Jay repeatedly uses the house pool. With our Freudian hats on, the pool becomes an obvious reference to her trying to reclaiming the security of her mother’s womb. It’s her comfort zone and she goes there to be on her own, to feel safe. We never see her share the pool with anyone else.
It is revealing though that when Jay (supposedly) has sex with three men in a boat, she goes back to the pool only to find it broken and empty of water. This suggests that her indiscriminate choice of sexual partners has robbed her of a substantial amount of that yearned for ‘childhood innocence’. She has crossed the point of no return, another manifestation of which is the murderous spectre that is ruthlessly following her.
“The nuclear family has jumped ship. There is nobody to whom the young generation can turn to for advice and they are left to cope on their own.”
The adult world is conspicuously absent. We rarely come across grown-ups and when we do they seem to inhabit a different world. Take when Jay enters the living room garbed in a towel, as her sister and her friends are watching tv. Their mother is at the back of the shot, totally immersed in her glass of wine and phone conversation, visually cut off by a wooden beam and separate lighting. It happens again when Jay is talking to a policeman. The camera is placed very low, giving us a child’s point of view, and the officer is nothing but a disembodied bit of trouser leg.
The nuclear family has jumped ship. There is nobody to whom the young generation can turn to for advice and they are left to cope on their own. It Follows is an anti-coming of age tale because there is no conflict between the young and the old, and without conflict there is no growth.
Krista: It Follows has received widespread recognition making ripples outside the niche/cult horror community. Film critic Mark Kermode commented on its ‘art-house’ distance from genre conventions. Horror films that challenge boundaries are hardly rare; however, few receive such wide recognition. The reasons are rooted in how certain film genres are viewed, which is problematic. This leads to the elevation of films that seemingly transcend genre.
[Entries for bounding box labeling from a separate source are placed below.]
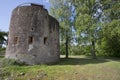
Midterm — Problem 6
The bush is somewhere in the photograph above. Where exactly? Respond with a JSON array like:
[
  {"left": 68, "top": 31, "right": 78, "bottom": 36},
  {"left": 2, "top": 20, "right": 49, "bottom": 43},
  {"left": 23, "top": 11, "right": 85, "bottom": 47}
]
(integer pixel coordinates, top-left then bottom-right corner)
[
  {"left": 0, "top": 58, "right": 16, "bottom": 67},
  {"left": 0, "top": 58, "right": 27, "bottom": 67}
]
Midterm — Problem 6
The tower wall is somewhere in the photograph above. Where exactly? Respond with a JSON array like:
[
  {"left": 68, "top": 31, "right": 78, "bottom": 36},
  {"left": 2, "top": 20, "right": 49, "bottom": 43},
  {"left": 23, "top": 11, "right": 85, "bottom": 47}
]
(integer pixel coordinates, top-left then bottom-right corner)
[{"left": 5, "top": 5, "right": 59, "bottom": 65}]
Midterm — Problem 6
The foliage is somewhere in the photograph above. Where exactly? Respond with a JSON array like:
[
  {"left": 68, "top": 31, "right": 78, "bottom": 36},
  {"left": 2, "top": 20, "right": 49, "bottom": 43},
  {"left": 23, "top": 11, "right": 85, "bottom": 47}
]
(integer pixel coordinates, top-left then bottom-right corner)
[{"left": 50, "top": 0, "right": 73, "bottom": 58}]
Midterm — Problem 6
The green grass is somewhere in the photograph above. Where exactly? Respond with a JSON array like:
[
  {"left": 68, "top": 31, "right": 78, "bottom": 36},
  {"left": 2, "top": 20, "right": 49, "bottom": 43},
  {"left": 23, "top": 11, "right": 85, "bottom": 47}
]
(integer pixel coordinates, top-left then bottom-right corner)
[{"left": 0, "top": 56, "right": 120, "bottom": 80}]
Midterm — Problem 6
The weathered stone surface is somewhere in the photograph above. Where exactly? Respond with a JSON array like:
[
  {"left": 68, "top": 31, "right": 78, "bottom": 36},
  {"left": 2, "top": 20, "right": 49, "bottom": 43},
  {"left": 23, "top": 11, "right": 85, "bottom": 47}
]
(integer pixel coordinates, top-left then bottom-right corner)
[{"left": 5, "top": 4, "right": 60, "bottom": 65}]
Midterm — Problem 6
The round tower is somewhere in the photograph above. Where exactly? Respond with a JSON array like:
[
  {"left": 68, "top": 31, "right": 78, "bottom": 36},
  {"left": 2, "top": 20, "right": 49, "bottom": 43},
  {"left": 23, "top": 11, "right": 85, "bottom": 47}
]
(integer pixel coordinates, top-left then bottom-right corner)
[{"left": 5, "top": 4, "right": 60, "bottom": 65}]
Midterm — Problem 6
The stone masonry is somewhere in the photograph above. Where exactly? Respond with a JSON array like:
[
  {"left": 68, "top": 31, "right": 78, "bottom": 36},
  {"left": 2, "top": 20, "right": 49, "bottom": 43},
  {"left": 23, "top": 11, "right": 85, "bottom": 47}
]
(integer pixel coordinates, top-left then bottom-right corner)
[{"left": 5, "top": 3, "right": 60, "bottom": 65}]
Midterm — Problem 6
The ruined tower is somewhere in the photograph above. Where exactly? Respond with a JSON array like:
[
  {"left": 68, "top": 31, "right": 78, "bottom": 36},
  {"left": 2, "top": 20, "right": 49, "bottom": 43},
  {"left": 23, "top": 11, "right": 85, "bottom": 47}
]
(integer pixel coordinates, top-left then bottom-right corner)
[{"left": 5, "top": 4, "right": 60, "bottom": 65}]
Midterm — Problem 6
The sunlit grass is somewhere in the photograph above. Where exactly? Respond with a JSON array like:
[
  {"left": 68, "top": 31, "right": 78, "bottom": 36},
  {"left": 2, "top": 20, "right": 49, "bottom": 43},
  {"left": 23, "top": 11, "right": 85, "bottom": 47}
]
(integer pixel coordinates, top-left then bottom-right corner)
[{"left": 0, "top": 56, "right": 120, "bottom": 80}]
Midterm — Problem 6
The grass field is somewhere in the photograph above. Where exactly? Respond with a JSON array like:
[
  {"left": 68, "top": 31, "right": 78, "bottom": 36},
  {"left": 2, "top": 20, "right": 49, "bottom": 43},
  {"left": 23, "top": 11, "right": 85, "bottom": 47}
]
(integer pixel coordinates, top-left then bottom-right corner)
[{"left": 0, "top": 56, "right": 120, "bottom": 80}]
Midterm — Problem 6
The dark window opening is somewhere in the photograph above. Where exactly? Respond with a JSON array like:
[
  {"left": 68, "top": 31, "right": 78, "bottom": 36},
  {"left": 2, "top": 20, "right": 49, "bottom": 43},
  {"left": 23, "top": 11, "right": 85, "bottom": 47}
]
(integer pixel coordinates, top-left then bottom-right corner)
[
  {"left": 14, "top": 37, "right": 18, "bottom": 44},
  {"left": 44, "top": 37, "right": 47, "bottom": 44},
  {"left": 31, "top": 28, "right": 34, "bottom": 31},
  {"left": 28, "top": 36, "right": 33, "bottom": 44},
  {"left": 46, "top": 16, "right": 48, "bottom": 19}
]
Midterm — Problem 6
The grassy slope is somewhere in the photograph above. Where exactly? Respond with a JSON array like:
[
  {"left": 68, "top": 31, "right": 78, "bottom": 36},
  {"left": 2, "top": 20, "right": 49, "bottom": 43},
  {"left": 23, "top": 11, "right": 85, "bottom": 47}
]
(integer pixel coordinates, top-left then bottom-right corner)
[{"left": 0, "top": 56, "right": 120, "bottom": 80}]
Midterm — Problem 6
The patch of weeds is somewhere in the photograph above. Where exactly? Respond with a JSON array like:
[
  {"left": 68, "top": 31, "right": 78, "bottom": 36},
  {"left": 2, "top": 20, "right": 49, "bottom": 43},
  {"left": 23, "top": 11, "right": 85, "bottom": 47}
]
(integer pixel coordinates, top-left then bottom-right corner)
[
  {"left": 0, "top": 58, "right": 16, "bottom": 67},
  {"left": 0, "top": 58, "right": 27, "bottom": 68}
]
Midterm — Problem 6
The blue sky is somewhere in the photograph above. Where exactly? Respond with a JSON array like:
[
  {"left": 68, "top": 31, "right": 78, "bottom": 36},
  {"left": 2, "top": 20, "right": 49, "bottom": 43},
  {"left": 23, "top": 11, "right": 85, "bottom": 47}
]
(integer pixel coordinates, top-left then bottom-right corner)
[{"left": 0, "top": 0, "right": 50, "bottom": 31}]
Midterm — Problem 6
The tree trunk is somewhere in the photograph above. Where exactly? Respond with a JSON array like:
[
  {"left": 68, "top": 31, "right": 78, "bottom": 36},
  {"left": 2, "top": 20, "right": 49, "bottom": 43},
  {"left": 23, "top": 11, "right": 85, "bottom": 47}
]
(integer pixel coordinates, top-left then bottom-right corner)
[
  {"left": 91, "top": 41, "right": 96, "bottom": 59},
  {"left": 65, "top": 35, "right": 68, "bottom": 58}
]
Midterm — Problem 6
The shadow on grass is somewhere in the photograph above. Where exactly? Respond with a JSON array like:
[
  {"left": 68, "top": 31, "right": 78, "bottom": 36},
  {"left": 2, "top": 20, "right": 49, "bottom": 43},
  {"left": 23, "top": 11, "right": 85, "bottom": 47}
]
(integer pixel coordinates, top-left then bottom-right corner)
[{"left": 59, "top": 58, "right": 109, "bottom": 65}]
It Follows has won recognition, while embracing its genre-allegiance.
Its quasi-climactic pool scene is reminiscent of the finale in Cronenberg’sShivers (1975). Both films feature a kind of infectious sexual awakening. However, where Shivers is celebratory, orgiastically joyful, the sex in It Follows feels oddly uneventful. Though the climax takes place in a communal pool, it follows the pattern established in the previous house pool scenes—Jay is isolated within the larger pool.
The film’s use of space reinforces this impression of isolation. Though in the vein of coming-of-age movies, the film foregrounds friendship, there is a sense of extended silence, isolation—a space of waiting, never fully breached. As the teacher reads TS Eliot’sThe Love Song of J. Alfred Prufrock, Jay sits at the far end of a long table on her own. This is reinforced in scenes showing expanses of sea and sand and grey, with a slow walking ‘it’ that follows Jay. The slowness of this sinister presence that permeates the film is reminiscent of Hancock’sLet’s Scare Jessica to Death (1971) and Blatty’sExorcist III: Legion (1990).
There is anticipation, but as Noel notes, there is no corresponding growth. The film lacks a climax – dread settles, quietly. On the way to the pool, Yara (Olivia Luccardi), one of Jay’s friends reminisces: ‘when I was a little girl, my parents wouldn’t allow me to go south of 8 Mile. And I didn’t even know what that meant, until I got a little older, and I started realising that that’s where the city started, and the suburbs ended.’ The film positions itself in a moment of suspension, never leaving the suburbs, calling: ‘there will be time, there will be time…’ But time for what?